The passage from the Second Letter to the Corinthians should be familiar to most of us, at least to those who regularly attend church services on Ash Wednesday. Behold, now is a very acceptable time; behold, now is the day of salvation. (2 Corinthians 6:2c) The "acceptable time" notion is very apt for Lent and for urging people to repentance NOW. However, we find ourselves in the middle of the summer months; why consider penance and sacrifice now.
A few days ago, my brother and sister-in-law were considering the amount of time they had been spending with her father. He had just come through a very difficult surgery for cancer. His struggle after the surgery continues on. Minutes had turned into hours, hours into days, days into weeks. Soon it will be a month. Time has a way of creeping up on us as the hours of concern accumulate.

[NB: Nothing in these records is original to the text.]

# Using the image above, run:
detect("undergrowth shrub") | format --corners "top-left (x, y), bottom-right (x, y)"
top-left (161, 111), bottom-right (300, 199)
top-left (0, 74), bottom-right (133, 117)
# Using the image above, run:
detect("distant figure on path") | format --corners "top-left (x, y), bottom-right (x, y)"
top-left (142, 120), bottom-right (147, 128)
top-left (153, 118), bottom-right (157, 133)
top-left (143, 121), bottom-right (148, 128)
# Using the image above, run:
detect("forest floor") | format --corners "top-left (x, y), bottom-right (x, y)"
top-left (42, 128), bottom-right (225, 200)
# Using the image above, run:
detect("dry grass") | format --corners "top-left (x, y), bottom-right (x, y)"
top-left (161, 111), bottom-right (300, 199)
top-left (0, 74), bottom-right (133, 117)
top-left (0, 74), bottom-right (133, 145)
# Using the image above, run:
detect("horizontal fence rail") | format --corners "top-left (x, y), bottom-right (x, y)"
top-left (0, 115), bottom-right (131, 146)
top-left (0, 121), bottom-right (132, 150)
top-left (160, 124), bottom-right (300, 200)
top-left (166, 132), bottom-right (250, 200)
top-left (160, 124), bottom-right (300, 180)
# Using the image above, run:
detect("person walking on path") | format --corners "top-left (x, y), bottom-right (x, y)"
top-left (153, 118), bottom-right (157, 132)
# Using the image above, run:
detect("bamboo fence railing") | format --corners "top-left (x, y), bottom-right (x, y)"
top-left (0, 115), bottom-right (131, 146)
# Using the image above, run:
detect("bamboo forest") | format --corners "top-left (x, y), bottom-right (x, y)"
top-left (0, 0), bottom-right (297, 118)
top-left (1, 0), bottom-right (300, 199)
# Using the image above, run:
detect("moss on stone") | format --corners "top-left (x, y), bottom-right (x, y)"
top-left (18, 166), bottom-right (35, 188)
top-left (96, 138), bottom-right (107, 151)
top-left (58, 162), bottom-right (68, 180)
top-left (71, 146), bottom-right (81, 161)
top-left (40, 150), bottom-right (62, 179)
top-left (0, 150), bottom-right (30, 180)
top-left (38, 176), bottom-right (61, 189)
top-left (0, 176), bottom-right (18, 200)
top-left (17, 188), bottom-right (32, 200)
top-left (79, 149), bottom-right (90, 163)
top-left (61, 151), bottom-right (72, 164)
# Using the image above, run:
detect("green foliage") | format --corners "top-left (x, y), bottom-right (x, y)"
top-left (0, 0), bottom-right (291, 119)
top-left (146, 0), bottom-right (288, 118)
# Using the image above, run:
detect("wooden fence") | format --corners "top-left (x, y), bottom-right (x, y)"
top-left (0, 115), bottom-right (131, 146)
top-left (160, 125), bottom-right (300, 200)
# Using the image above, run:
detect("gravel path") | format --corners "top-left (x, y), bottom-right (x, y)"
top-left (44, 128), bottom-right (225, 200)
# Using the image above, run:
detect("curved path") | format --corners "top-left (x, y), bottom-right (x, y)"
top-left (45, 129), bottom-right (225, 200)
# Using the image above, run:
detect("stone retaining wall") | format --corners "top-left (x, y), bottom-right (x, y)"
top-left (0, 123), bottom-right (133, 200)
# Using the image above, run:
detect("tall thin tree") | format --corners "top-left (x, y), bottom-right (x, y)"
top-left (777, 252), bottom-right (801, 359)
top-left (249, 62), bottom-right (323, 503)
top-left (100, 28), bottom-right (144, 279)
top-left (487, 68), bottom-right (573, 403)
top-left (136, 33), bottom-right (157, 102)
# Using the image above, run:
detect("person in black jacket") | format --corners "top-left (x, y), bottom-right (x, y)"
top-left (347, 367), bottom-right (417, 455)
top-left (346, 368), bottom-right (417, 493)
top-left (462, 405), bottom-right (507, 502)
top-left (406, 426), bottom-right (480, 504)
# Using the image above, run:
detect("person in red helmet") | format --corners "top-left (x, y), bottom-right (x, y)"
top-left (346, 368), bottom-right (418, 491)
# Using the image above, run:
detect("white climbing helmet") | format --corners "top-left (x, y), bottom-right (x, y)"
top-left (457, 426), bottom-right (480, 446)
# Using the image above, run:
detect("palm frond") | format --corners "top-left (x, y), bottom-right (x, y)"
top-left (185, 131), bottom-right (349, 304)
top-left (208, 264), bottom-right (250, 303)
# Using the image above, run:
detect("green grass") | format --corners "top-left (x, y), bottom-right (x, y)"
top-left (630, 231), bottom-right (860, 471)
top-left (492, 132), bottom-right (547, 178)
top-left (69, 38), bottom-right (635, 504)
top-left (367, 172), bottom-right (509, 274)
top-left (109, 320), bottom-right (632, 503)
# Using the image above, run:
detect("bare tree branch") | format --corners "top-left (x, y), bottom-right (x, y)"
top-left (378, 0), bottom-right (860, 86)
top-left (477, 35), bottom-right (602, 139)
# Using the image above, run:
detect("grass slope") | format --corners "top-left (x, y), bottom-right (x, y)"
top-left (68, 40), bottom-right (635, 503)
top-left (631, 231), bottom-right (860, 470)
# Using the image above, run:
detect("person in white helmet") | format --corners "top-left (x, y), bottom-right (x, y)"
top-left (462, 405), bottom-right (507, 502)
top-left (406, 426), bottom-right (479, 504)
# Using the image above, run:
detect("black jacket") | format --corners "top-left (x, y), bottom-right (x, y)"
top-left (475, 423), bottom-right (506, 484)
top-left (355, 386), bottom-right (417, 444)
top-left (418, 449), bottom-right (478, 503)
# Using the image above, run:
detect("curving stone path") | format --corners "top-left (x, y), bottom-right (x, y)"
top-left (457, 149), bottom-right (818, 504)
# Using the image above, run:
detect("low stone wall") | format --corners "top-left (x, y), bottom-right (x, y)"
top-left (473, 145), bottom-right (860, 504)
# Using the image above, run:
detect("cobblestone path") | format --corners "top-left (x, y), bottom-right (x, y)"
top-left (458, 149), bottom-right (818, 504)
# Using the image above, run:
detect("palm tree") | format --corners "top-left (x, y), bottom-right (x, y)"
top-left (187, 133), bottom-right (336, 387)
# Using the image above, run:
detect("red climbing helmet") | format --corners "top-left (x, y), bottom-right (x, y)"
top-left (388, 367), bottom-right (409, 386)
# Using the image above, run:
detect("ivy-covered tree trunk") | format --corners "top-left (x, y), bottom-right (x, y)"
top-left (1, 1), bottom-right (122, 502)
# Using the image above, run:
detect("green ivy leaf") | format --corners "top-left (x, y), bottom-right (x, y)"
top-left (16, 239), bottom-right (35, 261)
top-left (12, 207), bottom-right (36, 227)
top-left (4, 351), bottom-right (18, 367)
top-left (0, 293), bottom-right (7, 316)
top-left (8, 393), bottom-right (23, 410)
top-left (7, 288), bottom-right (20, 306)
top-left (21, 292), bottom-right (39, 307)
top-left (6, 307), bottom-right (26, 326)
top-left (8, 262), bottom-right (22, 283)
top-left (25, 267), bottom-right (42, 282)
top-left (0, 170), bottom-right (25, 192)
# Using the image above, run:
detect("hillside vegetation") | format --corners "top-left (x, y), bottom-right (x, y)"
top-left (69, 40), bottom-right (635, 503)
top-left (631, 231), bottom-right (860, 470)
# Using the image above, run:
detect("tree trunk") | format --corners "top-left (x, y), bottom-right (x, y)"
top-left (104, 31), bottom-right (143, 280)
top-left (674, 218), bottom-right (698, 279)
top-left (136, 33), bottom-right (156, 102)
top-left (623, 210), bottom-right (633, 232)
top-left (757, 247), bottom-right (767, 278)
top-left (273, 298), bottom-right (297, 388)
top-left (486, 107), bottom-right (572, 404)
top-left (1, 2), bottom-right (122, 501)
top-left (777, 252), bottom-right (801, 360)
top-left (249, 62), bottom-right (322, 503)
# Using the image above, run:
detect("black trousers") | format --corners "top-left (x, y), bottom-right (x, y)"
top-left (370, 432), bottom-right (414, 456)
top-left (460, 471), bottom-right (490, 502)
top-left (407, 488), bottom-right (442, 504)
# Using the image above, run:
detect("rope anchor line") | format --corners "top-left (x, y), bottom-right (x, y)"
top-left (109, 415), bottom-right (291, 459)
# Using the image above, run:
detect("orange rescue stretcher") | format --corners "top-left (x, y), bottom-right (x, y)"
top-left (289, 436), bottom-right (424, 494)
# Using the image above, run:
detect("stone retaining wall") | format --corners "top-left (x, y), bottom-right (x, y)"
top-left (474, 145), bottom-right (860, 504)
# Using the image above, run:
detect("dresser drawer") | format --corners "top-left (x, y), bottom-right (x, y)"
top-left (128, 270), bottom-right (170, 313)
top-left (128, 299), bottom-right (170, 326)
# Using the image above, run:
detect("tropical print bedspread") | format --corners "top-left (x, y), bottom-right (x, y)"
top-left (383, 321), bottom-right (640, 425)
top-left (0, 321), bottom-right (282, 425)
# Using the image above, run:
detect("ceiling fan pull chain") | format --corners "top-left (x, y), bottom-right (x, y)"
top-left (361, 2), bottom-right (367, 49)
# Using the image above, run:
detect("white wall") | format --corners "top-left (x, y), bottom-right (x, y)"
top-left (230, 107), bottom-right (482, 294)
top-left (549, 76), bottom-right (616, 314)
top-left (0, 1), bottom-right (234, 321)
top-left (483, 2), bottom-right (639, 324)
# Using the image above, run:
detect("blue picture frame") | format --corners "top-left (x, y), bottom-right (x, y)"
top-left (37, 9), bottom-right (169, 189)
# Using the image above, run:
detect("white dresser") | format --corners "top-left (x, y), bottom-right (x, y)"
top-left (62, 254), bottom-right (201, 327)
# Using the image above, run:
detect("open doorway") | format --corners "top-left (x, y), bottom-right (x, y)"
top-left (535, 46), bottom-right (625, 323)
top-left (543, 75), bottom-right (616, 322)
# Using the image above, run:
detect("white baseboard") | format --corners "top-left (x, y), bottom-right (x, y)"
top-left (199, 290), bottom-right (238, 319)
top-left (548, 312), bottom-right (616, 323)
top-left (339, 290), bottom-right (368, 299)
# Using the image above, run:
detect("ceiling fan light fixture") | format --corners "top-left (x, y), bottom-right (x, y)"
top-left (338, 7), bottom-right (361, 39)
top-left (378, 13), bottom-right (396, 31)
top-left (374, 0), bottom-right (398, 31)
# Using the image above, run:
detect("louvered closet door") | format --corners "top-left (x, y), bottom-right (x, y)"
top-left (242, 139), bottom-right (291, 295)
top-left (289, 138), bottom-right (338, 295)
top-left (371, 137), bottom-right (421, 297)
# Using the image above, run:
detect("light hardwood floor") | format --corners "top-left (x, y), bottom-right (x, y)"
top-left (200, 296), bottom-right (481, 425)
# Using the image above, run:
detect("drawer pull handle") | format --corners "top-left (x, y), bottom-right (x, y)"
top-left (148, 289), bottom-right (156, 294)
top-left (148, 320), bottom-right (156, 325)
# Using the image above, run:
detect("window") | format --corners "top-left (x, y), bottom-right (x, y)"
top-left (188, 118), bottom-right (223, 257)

Is anything as difficult to endure as waiting for a bus?
Why does Christmas take so long in coming and pass so quickly?
"How long, O Lord," the prophet cries. Even our ancestors had trouble waiting.
Remember the line from Fiddler on the Roof in which a man asks if it would be a good time for the Messiah to come now?
The fact of the matter is that time is a creation of human beings for measuring. Time is as arbitrary as the notion that 5,280 feet equal a mile. Who says?
God exists only in the now. God has no past. God has no future. God is only now – our present. St. Paul realized this and wanted his readers to come to that realization. We cannot procrastinate when it comes to God for tomorrow is something God does not understand. There is an appointed time for everything, and a time for every affair under the heavens. (Ecclesiastes 3:1) The time is now.